Встречу ее и пожалею: «Как это угораздило ее оказаться среди нас? Согнется в два счета!»
Штурмовали мы распроклятый коушанский гарнизон — который уж раз! — попали в беду: заперли фрицы нам выходы в горы и жмут к пропасти. Кто-то запаниковал. И я, командир, вынужден был поднять на паникера пистолет. И в этот самый момент прикоснулась ко мне женская рука: «Не надо, товарищ командир!» Это был голос Наташи Коваленко.
Мы бежали вдоль берега, был тяжело ранен командир взвода Красноармейского отряда лейтенант Мощенко. Он на всем ходу упал, а так как это случилось на крутом берегу горной речки, то упал в ледяную воду.
Наташа замыкала нашу колонну и все видела. Она бросилась за лейтенантом, не успев предупредить нас.
Добрались мы до лагеря — ни Наташи, ни лейтенанта. Начали искать. Разведчики чуть ли не в самый Коуш заглядывали, но никаких следов пропавших... Наташе и лейтенанту Мощенко отвели строки рапорта, в которых говорилось о мертвых или пропавших без вести.
...Наташа успела оттащить раненого в густой кизильник. Когда тревога улеглась, она осмотрела раны, обнаружила открытый перелом предплечья, сквозной пулевой прострел, кровоизлияние в брюшную полость. Перевязала и подтащила лейтенанта к воде, окунула головой, но сознание к нему не возвращалось, хотя сердце билось гулко.

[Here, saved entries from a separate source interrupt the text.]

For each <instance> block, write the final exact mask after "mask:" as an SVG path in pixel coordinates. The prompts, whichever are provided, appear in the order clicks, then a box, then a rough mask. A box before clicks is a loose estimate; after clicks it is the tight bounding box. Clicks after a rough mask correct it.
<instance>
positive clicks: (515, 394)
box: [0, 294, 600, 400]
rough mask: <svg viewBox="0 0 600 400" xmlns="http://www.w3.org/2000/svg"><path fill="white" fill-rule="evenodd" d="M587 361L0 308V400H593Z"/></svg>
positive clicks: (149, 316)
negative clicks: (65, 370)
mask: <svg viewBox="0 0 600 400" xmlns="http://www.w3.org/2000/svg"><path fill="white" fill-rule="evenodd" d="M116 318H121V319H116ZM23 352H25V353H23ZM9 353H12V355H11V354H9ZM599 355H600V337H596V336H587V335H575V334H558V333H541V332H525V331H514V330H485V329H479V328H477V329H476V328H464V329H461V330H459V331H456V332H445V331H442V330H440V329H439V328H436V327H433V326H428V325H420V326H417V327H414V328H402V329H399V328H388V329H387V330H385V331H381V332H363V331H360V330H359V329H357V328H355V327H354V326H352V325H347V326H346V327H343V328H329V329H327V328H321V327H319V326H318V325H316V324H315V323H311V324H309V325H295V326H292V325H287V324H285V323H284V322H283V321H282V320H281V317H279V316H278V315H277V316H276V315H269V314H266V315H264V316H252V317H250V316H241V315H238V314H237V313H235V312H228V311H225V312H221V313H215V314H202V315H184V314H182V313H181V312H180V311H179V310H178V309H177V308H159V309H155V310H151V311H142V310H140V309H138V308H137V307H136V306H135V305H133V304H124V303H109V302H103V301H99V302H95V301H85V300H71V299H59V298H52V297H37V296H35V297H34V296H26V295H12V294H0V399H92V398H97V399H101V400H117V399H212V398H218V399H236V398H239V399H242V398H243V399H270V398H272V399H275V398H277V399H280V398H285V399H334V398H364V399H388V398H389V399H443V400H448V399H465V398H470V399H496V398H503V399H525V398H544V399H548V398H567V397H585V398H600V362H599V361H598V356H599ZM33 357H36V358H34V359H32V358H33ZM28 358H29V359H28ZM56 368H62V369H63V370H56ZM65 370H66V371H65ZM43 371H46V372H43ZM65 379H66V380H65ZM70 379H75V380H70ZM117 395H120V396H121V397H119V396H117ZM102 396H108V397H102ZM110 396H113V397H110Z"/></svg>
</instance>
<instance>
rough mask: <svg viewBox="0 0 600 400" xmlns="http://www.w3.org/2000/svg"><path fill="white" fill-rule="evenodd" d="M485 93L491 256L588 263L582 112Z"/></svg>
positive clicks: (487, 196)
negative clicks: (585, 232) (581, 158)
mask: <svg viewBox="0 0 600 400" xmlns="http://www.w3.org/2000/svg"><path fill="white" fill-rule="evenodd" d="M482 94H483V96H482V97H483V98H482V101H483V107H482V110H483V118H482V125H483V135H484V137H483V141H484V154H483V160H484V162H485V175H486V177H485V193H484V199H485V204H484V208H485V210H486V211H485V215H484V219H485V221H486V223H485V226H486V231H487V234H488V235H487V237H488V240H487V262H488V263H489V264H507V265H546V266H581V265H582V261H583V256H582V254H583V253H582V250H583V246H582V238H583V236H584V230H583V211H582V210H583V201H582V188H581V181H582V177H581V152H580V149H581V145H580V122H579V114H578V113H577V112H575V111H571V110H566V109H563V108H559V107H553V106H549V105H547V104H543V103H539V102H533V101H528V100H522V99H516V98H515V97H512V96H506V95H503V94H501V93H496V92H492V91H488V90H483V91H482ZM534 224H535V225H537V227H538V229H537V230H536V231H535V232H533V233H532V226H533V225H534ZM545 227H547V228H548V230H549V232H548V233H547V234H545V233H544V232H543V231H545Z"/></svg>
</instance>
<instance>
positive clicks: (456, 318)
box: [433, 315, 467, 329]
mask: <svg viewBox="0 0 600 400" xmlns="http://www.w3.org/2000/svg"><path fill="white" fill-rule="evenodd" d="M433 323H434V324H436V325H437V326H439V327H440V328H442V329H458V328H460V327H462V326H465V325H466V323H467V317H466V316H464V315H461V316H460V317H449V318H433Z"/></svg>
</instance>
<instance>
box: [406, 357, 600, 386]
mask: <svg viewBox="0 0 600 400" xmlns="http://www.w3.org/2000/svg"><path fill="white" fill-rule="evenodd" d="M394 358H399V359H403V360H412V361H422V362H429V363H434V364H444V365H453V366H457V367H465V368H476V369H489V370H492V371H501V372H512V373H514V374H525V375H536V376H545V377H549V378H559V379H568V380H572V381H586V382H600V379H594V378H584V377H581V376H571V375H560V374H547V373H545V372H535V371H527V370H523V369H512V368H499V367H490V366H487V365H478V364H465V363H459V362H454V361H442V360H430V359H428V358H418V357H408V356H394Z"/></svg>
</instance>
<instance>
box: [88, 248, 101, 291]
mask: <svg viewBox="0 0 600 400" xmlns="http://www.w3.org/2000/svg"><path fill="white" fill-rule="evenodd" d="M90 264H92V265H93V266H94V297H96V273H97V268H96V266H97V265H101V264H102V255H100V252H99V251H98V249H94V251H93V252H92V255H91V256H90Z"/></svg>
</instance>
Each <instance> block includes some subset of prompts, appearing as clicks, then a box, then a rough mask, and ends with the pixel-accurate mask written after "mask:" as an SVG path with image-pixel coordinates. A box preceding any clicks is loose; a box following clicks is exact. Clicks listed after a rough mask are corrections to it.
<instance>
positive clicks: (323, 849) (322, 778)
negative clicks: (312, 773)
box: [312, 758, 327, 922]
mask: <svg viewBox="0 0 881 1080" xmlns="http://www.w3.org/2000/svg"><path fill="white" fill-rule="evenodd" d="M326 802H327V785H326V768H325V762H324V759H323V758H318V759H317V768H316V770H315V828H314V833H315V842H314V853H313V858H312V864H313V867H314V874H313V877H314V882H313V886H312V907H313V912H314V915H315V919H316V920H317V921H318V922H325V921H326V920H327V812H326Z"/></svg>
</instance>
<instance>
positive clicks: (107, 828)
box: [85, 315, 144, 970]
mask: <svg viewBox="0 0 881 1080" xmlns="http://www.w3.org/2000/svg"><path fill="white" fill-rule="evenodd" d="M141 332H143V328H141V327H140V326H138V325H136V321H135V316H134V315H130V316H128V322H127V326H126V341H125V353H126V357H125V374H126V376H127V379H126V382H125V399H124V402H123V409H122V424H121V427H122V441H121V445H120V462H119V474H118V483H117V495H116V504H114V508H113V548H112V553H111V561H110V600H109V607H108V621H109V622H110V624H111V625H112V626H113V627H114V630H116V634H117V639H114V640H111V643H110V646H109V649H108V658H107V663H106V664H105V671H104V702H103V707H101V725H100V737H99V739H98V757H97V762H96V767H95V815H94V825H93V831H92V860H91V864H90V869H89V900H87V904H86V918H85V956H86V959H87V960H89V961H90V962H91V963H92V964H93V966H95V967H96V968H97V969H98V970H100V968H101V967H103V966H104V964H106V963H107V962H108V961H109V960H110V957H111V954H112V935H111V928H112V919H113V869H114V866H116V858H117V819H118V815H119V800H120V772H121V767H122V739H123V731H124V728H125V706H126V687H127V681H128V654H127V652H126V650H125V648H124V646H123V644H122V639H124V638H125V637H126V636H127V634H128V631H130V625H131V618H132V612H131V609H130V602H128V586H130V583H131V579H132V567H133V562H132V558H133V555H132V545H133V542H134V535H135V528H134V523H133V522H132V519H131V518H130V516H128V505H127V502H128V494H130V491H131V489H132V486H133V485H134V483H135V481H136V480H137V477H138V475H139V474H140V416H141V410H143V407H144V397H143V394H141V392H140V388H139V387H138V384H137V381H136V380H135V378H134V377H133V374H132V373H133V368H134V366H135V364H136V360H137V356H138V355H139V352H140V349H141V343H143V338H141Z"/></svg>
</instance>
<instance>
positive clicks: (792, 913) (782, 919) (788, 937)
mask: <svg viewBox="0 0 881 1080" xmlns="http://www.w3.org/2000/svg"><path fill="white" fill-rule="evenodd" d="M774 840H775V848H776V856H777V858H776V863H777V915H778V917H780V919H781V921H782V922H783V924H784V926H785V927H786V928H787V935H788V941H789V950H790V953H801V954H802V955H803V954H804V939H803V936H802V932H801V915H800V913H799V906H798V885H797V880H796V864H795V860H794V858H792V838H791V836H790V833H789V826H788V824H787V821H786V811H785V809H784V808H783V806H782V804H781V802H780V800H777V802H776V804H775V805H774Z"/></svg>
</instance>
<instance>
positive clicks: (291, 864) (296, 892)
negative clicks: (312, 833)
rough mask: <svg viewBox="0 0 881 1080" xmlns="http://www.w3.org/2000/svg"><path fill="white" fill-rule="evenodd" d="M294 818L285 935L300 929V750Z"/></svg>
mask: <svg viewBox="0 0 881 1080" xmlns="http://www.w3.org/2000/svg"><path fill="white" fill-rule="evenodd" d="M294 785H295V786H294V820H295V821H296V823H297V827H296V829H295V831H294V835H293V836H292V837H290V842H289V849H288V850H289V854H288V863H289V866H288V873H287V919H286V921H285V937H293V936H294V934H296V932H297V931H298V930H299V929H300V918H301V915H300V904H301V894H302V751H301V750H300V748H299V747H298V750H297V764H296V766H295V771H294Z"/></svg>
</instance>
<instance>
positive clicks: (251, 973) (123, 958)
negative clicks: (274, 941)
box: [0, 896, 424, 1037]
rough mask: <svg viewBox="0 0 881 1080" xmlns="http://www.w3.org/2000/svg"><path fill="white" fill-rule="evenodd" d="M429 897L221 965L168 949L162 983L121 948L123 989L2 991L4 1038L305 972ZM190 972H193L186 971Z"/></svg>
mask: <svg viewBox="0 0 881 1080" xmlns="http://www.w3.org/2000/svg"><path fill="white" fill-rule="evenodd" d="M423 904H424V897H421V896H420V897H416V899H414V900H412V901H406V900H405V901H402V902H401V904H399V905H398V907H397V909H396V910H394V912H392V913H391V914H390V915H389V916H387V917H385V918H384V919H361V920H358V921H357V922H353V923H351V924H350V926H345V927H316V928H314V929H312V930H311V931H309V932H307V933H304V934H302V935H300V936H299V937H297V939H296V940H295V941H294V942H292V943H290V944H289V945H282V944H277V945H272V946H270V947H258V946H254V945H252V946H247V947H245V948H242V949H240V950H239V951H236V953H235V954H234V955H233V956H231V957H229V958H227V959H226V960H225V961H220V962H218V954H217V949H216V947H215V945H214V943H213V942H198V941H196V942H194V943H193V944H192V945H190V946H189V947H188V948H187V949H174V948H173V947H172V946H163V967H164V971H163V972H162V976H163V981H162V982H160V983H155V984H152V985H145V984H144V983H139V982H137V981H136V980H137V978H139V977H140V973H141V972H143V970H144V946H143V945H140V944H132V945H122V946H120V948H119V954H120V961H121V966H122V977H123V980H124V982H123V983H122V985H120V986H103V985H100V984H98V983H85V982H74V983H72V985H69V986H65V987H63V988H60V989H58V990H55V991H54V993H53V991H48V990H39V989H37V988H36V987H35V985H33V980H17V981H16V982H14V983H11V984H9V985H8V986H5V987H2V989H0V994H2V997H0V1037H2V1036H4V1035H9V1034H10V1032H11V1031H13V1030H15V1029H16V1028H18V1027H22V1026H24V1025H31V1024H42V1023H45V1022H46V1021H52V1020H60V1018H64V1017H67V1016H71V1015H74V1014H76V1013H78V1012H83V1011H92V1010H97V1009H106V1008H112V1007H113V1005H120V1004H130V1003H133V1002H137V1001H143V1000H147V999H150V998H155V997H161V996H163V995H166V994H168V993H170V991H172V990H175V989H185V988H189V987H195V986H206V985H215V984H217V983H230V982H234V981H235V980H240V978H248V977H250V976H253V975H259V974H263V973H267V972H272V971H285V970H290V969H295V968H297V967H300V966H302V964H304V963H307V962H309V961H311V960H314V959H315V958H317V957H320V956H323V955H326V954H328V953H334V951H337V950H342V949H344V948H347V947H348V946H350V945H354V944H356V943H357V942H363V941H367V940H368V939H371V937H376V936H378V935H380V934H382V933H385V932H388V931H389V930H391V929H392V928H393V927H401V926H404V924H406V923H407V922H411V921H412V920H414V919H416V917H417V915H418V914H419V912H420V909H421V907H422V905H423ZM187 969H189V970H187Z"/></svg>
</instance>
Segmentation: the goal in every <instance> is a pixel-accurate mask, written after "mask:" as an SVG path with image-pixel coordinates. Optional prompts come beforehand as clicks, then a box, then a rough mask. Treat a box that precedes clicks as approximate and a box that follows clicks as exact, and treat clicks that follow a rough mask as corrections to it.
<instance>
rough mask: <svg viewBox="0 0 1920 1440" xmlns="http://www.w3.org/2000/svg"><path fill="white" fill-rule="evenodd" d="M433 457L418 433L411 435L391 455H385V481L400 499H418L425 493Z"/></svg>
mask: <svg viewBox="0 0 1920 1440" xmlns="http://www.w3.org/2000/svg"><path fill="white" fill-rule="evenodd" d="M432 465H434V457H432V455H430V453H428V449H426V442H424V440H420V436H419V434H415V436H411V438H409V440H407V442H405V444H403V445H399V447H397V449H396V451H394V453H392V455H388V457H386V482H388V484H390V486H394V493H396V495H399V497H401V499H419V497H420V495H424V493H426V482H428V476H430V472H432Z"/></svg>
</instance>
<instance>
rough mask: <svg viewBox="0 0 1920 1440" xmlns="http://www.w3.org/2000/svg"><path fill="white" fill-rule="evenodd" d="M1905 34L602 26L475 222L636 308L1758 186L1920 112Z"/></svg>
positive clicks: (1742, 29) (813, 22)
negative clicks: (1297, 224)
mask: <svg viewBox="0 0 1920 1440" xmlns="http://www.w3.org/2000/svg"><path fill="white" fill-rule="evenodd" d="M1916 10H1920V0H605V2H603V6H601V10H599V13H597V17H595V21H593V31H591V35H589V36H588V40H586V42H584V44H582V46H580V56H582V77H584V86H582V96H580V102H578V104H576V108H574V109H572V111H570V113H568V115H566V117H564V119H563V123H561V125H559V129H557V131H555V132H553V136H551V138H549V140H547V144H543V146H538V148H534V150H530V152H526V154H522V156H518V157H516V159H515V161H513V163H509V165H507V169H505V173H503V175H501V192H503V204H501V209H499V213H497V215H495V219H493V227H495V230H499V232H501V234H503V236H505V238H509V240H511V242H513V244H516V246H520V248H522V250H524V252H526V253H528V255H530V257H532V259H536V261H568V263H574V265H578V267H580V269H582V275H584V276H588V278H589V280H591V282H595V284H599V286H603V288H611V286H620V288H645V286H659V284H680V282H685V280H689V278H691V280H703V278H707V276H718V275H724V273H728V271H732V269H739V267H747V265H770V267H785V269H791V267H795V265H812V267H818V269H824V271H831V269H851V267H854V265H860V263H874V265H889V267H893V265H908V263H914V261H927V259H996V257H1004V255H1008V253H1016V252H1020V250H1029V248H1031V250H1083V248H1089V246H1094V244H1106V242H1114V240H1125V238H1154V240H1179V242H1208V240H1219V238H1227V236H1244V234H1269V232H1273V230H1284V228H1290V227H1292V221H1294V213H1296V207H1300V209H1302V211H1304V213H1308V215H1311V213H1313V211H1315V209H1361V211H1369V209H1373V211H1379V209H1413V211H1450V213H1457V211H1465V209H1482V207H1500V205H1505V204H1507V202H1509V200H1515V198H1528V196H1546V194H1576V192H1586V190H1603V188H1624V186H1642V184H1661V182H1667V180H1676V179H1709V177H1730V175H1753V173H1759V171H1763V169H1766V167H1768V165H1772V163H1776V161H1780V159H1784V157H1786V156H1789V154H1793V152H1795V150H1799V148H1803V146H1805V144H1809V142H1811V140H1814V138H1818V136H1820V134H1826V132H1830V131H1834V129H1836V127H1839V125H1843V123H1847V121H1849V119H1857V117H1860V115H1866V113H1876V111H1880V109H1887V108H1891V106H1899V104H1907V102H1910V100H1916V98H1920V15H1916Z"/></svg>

Лейтенант был грузным, и все-таки Наташа взвалила его на спину и начала продвигаться со своей ношей вдоль самой воды на четвереньках.
До отряда одиннадцать километров, два перевала, поперек троп лежит подгнивший бурелом.
Наташа ползла. Ни помощников, ни еды, одна лишь слабая надежда встретить наших.
Нет свидетелей ее мук, отчаяния, мужества... Трудно, невозможно представить, как эта худенькая девушка, шатавшаяся от горного ветра, волокла на себе человека в полтора раза тяжелее ее.
Но она волокла, может быть давно потеряв счет времени.
Часовой вздрогнул: что-то непонятное карабкалось к его посту: изодранное, в лохмотьях... Он дал сигнал тревоги.
Пулей вылетел к посту дежурный взвод. Партизаны подняли человека-скелета с огромными глазами и седыми косами...
—Это же Наташа! — ахнул часовой.
Глаза ее долго и безжизненно смотрели на партизан, а потом наполнились слезами:
—Ребята... Он живой... — Она вытянула руку, ободранную до костей. — Я... я, кажется, умираю...
Через час ее не стало.
Мощенко из санитарной землянки вернулся спустя два месяца и стал в строй. Ему было двадцать два года, но и он поседел.